When I first was introduced to meth, it literally became the love of my life, i was convinced it was the best effing thing out there, and i stayed in love with it for years, even tho i weighed 83 pounds (literally skin and bones, gross sunken in face, and looked like i was sick and dying basically is what people told me) i had destroyed so many relationships/friendships with everyone that i still love to this day. the drug eventually convinces you that all you ever need is meth, and the supplier.
it took me losing the one job that fuck i didnt think would fire me ever (and then proceed to not have a job for a year and half or so), and they didnt want to but i couldnt stop getting fucked up on the job in the bathroom for fuck sakes, ruining my relationship with any of my family members, getting others hooked on it and watching them ruin themselves over it/or got killed by it/locked up in prison for ten to twenty years with no hope for parole at all, losing multiple homes, ruined my looks with picking and etc, ruined my lungs even further than accidentally mustard gassing myself did ( and i wouldnt have ever had that experience if i wasnt tweaking for a week plus), almost died due to significant dehydration to the point my temperature skyrocketed to 110 degrees (*F) within ten to fifteen mins all of a sudden when i was getting ready for work (at the job i later in life got shit canned from) ((like literally could barely open my eyes and if i could it was for a second literally all i could see was a red/orange blurred vision of everything and that was fucking crazy and kinda of scary in all honesty)) for over an hour (fried my brain pretty stupidly bad man, i couldnt understand or speak or think of names or words or how to do the simpliest everyday things very well at all) and then the doctors (who was just astonished and completely amazed that i lived there all it and woke up fucking like literally 24 hours later damn near, actually like 22 hours but close enough) effed up and threw to much ice and etc on me to cool me down that my temp dropped to like 90 degrees in five mins and then apparently your body goes into shock i learned... lol(... not very funny but i laugh at my own misfortunes), n also now my significant other is locked up in fed prison for five to ten years, and i now have a record and before in life never ever was so stupid to fuck up and get caught or in trouble to the point that i am looking at mandatory minimum of three years to max of 70 years in state prison. and also had the pleasant experience of having itty bitty tiny barely visible shards of glass (from a stupid light bulb that was apparently forgotten about in my laundry and got washed with all my work uniforms and every day clothes in every centimeter of my body (literally) and had glass coming out of my skin for nearly a year straight (it was an extreme horrific case of this type of indicent the nurse n doctor said) fuck never ever want to do that again in my life!!

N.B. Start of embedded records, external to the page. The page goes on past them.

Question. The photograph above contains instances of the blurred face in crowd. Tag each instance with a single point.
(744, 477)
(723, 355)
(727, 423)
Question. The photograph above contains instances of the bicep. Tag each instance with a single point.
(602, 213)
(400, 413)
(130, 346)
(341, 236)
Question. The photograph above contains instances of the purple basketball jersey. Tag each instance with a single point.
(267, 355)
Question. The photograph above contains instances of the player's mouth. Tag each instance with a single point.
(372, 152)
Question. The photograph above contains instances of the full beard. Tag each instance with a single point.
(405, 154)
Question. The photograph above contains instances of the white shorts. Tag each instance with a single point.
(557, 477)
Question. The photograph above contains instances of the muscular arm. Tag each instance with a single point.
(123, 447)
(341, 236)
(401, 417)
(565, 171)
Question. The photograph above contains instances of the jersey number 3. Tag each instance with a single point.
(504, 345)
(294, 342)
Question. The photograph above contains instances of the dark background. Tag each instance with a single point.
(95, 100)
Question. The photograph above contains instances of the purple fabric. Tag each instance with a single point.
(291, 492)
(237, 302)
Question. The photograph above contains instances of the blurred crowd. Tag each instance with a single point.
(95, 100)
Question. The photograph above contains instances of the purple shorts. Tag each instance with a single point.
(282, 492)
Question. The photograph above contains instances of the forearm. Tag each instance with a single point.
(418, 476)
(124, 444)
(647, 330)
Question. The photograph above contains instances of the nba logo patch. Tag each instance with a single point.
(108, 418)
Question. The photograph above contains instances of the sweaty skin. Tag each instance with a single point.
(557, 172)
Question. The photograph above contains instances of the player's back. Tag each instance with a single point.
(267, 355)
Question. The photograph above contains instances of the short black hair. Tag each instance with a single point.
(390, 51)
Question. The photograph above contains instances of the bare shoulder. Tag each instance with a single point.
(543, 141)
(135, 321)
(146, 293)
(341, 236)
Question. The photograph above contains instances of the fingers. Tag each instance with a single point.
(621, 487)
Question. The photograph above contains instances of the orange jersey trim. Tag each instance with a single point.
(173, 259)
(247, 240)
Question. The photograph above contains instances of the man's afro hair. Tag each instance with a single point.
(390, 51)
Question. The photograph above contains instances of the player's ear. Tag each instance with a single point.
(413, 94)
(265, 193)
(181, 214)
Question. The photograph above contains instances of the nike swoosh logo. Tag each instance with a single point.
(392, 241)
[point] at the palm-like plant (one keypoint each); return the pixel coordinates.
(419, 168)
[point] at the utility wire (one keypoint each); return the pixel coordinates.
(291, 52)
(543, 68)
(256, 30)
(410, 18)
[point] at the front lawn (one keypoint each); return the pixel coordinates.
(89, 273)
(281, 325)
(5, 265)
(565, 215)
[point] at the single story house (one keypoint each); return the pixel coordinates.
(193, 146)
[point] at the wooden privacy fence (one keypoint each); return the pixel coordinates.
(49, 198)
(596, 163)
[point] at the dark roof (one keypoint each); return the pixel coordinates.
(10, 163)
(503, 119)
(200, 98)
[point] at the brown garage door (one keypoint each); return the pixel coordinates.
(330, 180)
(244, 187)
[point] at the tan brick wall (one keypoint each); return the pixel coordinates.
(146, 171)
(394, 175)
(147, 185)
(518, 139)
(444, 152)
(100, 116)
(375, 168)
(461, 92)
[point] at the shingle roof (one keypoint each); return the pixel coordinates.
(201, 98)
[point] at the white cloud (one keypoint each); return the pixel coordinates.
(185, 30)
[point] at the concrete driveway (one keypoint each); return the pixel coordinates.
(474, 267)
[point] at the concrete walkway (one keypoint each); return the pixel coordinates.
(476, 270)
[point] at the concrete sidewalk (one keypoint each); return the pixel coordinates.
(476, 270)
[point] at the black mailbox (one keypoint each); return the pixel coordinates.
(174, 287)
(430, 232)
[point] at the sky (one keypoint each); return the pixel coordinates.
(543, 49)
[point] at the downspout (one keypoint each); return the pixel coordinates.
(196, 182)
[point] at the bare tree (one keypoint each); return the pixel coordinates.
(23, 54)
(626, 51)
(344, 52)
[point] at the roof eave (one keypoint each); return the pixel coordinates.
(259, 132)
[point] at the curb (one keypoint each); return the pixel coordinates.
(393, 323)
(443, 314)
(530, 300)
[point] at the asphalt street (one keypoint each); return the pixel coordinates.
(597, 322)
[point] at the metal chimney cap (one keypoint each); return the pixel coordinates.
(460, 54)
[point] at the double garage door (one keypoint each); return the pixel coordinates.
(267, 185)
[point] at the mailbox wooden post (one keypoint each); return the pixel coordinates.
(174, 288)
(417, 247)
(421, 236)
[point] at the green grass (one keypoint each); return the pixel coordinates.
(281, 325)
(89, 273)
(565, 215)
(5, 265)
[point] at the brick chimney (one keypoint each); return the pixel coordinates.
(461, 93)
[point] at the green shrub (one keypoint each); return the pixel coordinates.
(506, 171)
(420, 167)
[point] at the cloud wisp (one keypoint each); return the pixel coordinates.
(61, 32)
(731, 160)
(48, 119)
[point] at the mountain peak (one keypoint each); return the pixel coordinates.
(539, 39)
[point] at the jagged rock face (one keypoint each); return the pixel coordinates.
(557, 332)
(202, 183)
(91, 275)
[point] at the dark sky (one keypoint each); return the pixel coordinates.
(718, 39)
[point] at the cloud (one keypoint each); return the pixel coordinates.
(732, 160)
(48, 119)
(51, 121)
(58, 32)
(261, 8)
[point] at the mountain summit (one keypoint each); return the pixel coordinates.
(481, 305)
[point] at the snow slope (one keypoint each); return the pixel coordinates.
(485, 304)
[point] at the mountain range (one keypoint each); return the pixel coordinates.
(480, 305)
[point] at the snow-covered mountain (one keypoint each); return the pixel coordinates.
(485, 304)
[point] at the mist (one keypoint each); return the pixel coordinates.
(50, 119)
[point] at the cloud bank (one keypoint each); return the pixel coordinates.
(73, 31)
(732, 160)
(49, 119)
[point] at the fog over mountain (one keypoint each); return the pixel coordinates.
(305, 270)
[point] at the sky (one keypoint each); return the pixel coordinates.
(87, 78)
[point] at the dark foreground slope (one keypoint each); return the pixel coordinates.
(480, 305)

meth is the best goddamn liar/con artist, and its a fucking bitch to get away from too, but its worse the devil man i think personally. trust me i know how it is to think that you wont ever get caught or in THAT much trouble or come that close with death over it, i thought it was okay if i did died at the time until it was actually bout to happen, and then i was like 'goddamn, i dont even know what the fuck is going on or why i am bout to effing die, i cant die till i at least learn the reasoning behind this!' (the next day was one of the best upbeat day of my life (after being cleared to go home that is), near death experiences (my own) actually give me an amazing optimistic positive outlook on life i have learned.) but when it comes to being a addicted, and especially being in the 'dope world' or 'dope game' is what it is called around here, its not a 'If' at all, it is a 'When' for either death or jail/prison. but i know i fucking hate meth cause of how horrible and how much a fucked up false/fake world you all of a sudden are living in and its hard to see/hear reasoning or see what is actually real or wrong with everything.